According to him, wage increases should hurt business profits because they will only serve to drive up inflation at a time when prices are also growing.
This year has seen a 20% decline in the main STOXX 600 index for Europe (.STOXX), putting it on pace to have its worst year since the 2008 global financial crisis.
Eurostat revealed costs for businesses in the euro zone increased 43.3% in the year leading up to August, more than doubling U.S. levels. Since the beginning of the year, estimates for profit margins have been reduced in about 50% of the region’s businesses, according to Bernstein.

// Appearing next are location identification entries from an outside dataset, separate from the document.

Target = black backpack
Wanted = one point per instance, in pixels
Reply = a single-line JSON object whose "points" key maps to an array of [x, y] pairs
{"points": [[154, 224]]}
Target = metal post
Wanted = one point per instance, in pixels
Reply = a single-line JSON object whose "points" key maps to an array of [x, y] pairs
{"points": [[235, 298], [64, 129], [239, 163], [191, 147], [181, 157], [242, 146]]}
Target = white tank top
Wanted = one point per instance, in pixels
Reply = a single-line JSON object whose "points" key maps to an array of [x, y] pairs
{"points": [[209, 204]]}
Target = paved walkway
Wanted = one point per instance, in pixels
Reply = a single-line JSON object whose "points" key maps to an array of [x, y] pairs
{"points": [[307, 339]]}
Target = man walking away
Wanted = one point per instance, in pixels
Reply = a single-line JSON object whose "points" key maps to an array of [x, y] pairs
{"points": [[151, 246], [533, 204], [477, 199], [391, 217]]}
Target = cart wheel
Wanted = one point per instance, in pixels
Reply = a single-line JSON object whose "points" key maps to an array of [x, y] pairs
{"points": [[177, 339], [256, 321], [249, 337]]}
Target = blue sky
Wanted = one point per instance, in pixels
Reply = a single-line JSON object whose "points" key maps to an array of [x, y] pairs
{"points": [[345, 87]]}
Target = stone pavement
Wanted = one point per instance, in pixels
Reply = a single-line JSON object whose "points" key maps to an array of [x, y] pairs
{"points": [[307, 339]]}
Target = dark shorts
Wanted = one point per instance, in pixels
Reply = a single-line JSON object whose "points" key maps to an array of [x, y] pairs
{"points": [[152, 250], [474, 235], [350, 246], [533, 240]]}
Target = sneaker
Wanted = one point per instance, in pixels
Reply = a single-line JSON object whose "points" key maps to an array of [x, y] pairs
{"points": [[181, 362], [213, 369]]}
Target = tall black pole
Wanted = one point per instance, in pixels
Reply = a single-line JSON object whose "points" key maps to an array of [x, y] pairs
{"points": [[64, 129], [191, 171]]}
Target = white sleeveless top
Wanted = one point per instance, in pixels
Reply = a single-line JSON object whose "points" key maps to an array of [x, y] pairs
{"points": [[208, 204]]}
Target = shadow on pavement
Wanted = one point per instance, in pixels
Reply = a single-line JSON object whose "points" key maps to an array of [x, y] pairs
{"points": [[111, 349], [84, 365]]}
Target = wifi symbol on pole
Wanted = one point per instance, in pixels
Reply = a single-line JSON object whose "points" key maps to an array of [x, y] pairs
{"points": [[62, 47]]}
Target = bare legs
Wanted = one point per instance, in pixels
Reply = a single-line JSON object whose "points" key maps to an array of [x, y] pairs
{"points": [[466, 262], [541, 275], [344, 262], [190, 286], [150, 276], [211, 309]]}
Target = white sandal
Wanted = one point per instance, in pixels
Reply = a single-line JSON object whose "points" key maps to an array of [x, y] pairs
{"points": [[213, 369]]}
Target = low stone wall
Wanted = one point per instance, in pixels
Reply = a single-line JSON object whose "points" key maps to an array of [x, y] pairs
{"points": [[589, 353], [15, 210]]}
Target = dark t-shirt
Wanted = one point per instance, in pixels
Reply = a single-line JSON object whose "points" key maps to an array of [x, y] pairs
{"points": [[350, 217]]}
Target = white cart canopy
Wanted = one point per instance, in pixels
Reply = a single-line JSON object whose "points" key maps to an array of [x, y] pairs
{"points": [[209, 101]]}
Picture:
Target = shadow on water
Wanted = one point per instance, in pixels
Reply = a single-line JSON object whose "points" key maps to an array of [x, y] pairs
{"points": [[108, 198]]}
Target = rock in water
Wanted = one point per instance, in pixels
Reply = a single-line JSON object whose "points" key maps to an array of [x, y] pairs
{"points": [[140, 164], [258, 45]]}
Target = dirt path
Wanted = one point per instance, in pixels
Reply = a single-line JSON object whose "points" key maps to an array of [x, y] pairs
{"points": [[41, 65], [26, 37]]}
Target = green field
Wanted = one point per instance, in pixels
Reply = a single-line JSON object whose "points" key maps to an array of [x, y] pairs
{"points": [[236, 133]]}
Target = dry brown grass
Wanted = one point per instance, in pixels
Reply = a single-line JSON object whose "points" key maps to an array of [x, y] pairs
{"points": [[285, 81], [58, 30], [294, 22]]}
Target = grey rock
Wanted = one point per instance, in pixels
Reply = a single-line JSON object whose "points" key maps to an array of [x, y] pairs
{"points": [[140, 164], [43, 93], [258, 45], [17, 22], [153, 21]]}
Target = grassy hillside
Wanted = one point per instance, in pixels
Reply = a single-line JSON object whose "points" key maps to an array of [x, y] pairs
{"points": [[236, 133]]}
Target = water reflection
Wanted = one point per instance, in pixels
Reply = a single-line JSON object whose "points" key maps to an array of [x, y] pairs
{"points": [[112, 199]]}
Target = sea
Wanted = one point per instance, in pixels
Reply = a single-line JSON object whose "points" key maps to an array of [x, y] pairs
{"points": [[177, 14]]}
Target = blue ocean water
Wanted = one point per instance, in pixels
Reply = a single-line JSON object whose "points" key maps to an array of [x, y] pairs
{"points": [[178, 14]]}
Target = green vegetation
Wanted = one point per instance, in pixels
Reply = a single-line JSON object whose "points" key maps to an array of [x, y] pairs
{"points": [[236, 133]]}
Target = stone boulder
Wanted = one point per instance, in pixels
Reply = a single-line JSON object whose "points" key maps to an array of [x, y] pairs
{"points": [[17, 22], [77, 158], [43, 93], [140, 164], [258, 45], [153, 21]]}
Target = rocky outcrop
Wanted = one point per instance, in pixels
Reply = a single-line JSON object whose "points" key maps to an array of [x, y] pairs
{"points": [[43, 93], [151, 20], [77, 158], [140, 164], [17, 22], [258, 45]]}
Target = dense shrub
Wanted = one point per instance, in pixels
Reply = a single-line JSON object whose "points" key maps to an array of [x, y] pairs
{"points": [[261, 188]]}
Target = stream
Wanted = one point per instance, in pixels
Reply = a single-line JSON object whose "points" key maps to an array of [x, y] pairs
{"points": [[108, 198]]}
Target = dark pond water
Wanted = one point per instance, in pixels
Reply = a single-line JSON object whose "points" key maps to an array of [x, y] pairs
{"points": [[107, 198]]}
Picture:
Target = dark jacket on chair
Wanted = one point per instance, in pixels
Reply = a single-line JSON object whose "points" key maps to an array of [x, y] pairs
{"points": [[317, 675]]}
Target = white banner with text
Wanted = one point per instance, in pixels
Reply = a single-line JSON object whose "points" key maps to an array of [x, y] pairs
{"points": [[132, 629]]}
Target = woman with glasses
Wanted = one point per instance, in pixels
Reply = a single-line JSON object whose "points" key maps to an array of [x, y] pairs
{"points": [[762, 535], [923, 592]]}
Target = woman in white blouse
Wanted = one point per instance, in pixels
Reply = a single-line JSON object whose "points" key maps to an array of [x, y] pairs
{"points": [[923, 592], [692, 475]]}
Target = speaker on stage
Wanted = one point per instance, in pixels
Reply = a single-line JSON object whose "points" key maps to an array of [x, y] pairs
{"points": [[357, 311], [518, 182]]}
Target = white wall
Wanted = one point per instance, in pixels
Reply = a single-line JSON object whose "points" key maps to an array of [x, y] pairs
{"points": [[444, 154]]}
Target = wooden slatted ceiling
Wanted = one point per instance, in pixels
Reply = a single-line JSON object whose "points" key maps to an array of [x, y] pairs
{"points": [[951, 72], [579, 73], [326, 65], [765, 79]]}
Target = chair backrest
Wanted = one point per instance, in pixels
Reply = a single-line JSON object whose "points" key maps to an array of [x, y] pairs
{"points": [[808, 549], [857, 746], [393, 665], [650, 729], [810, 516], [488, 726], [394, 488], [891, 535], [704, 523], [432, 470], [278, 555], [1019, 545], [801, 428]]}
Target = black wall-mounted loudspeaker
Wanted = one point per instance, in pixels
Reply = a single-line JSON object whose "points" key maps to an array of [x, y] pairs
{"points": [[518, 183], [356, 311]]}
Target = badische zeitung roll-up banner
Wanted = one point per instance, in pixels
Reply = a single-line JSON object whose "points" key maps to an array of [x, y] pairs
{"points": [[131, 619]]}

Nevertheless, according to Refinitiv I/B/E/S statistics, companies featured on the STOXX 600 region-based index are anticipated to record an increase in earnings of roughly 32% in the third quarter, led by utilities and energy firms buoyed by surging oil and gas prices. Profit growth would be 11.8% absent energy.
That represents a modest increase over the second quarter and a sharp down from the staggering 60% growth seen during the same period last year, which was distorted by the surge in activity following the end of lockdowns.
Analysts argued that may be overly optimistic given the escalating challenges. Among the companies posting results the next week are Nestle (NESN.S) & Faurecia (EPED.PA).
The picture also gets worse after the quarter that ends in September. According to the Refinitiv data, profit growth is predicted to decline significantly to 19.5% in the 4th quarter and just 1.7% in the first.
According to the data, Europe Inc. will enter a recession in the q3 of 2023 with a profit decline of 3.8% after a 2.4% decline.